Yuga-Dharma: The Four Ages, Decline of Dharma, and the Rise of Social Order
ततः कालेन महता तासामेव विपर्यतात् / रागलोभात्मको भावस्तदा ह्याकस्मिको ऽभवत्
tataḥ kālena mahatā tāsāmeva viparyatāt / rāgalobhātmako bhāvastadā hyākasmiko 'bhavat
Kemudian, setelah masa yang panjang, akibat pembalikan (kemerosotan) keadaan mereka sendiri, tiba-tiba timbullah dalam diri mereka suatu kecenderungan yang berwatak keterikatan dan ketamakan.
Narrator (Purāṇic narrator continuing the account within the Purva-bhāga dialogue frame)
Primary Rasa: karuna
Secondary Rasa: bibhatsa
Indirectly: it highlights that rāga (attachment) and lobha (greed) are transient mental dispositions arising with time and reversal of condition; the Atman, by contrast, is not described as undergoing such changes, implying the need to discern the changeless Self from changing bhāvas.

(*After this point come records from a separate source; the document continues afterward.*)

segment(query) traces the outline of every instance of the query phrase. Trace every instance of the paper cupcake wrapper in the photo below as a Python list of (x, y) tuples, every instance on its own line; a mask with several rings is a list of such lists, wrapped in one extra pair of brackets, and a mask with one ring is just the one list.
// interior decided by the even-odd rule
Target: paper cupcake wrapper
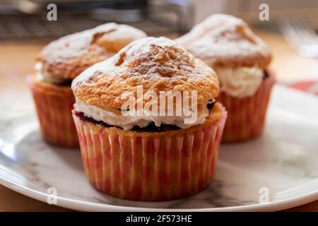
[(261, 134), (274, 83), (274, 77), (270, 74), (252, 97), (237, 98), (220, 92), (218, 101), (228, 111), (222, 142), (243, 141)]
[(193, 133), (165, 132), (155, 137), (110, 133), (75, 114), (73, 118), (93, 186), (122, 198), (164, 201), (198, 193), (211, 181), (226, 112), (223, 108), (219, 121)]
[[(52, 93), (33, 83), (28, 82), (33, 95), (42, 137), (49, 143), (64, 147), (79, 146), (71, 110), (75, 98), (69, 93)], [(71, 89), (71, 88), (70, 88)]]

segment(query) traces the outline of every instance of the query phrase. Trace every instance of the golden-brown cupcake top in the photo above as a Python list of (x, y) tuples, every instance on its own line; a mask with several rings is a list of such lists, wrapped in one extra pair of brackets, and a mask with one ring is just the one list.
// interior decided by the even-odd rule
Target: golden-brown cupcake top
[(196, 91), (198, 105), (215, 99), (219, 93), (214, 71), (165, 37), (131, 42), (84, 71), (73, 81), (72, 89), (88, 105), (119, 109), (126, 101), (122, 95), (132, 92), (136, 96), (139, 85), (143, 93), (153, 91), (158, 96), (160, 91)]
[(116, 54), (127, 44), (146, 37), (135, 28), (109, 23), (53, 41), (37, 56), (42, 71), (73, 79), (93, 64)]
[(230, 15), (212, 15), (176, 41), (213, 67), (264, 69), (271, 58), (266, 44), (247, 23)]

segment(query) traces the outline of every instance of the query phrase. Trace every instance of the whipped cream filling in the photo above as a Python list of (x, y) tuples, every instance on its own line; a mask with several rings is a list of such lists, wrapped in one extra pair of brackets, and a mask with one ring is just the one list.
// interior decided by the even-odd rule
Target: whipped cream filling
[[(144, 112), (141, 116), (131, 116), (122, 114), (120, 109), (111, 107), (107, 109), (88, 105), (76, 98), (74, 105), (76, 111), (83, 112), (84, 116), (91, 117), (96, 121), (103, 121), (109, 125), (122, 128), (124, 130), (131, 129), (134, 126), (144, 128), (154, 122), (156, 126), (161, 124), (175, 125), (181, 129), (187, 129), (191, 126), (201, 124), (210, 114), (207, 107), (207, 102), (198, 105), (196, 108), (191, 109), (192, 114), (189, 117), (181, 116), (154, 116), (151, 112)], [(192, 117), (196, 117), (194, 120), (189, 120)], [(187, 120), (188, 119), (188, 120)], [(192, 118), (193, 119), (193, 118)]]
[(50, 72), (43, 70), (43, 64), (41, 62), (35, 64), (35, 69), (37, 72), (37, 78), (40, 81), (59, 84), (68, 79), (56, 76)]
[(235, 97), (253, 95), (263, 81), (264, 71), (258, 67), (217, 67), (215, 70), (220, 90)]

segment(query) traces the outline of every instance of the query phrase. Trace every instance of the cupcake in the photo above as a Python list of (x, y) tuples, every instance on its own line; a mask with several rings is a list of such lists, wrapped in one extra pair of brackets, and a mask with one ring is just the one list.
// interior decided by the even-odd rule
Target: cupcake
[(260, 136), (274, 84), (266, 44), (242, 20), (222, 14), (208, 17), (176, 41), (216, 72), (218, 100), (228, 112), (222, 141)]
[(71, 116), (73, 78), (133, 40), (146, 37), (134, 28), (114, 23), (63, 37), (46, 46), (36, 58), (36, 73), (27, 78), (43, 138), (65, 147), (78, 147)]
[[(137, 201), (180, 198), (211, 181), (226, 119), (214, 71), (165, 37), (134, 41), (72, 83), (92, 186)], [(206, 92), (206, 90), (210, 90)]]

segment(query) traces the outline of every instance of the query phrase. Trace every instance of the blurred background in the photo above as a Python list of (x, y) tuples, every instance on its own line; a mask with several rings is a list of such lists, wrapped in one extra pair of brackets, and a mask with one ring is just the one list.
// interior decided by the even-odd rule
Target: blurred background
[[(51, 3), (57, 21), (47, 19)], [(269, 20), (261, 21), (264, 3)], [(279, 82), (318, 81), (317, 0), (0, 0), (0, 88), (24, 88), (35, 56), (59, 37), (115, 21), (175, 38), (217, 13), (243, 18), (269, 44)]]
[[(47, 19), (51, 3), (57, 21)], [(259, 18), (262, 3), (269, 6), (269, 20)], [(278, 83), (318, 95), (318, 0), (0, 0), (0, 101), (8, 106), (30, 98), (25, 78), (34, 71), (36, 54), (58, 37), (115, 21), (175, 38), (216, 13), (242, 18), (268, 44)], [(18, 107), (8, 115), (25, 110)], [(2, 186), (0, 196), (2, 211), (63, 210)]]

This verse points to the problem—sudden emergence of rāga-lobha—so the implied Kurma Purana remedy aligns with yogic restraint (saṃyama), cultivation of vairāgya (dispassion), and dharma-based self-discipline that later Shaiva-Vaishnava syntheses (including Pāśupata-oriented teachings) treat as essential for stabilizing the mind.
Not explicitly in this line; however, the broader Kurma Purana framework presents a shared soteriological aim—freedom from passions like rāga and lobha—through integrated dharma and yoga teachings that support the text’s Shaiva-Vaishnava synthesis.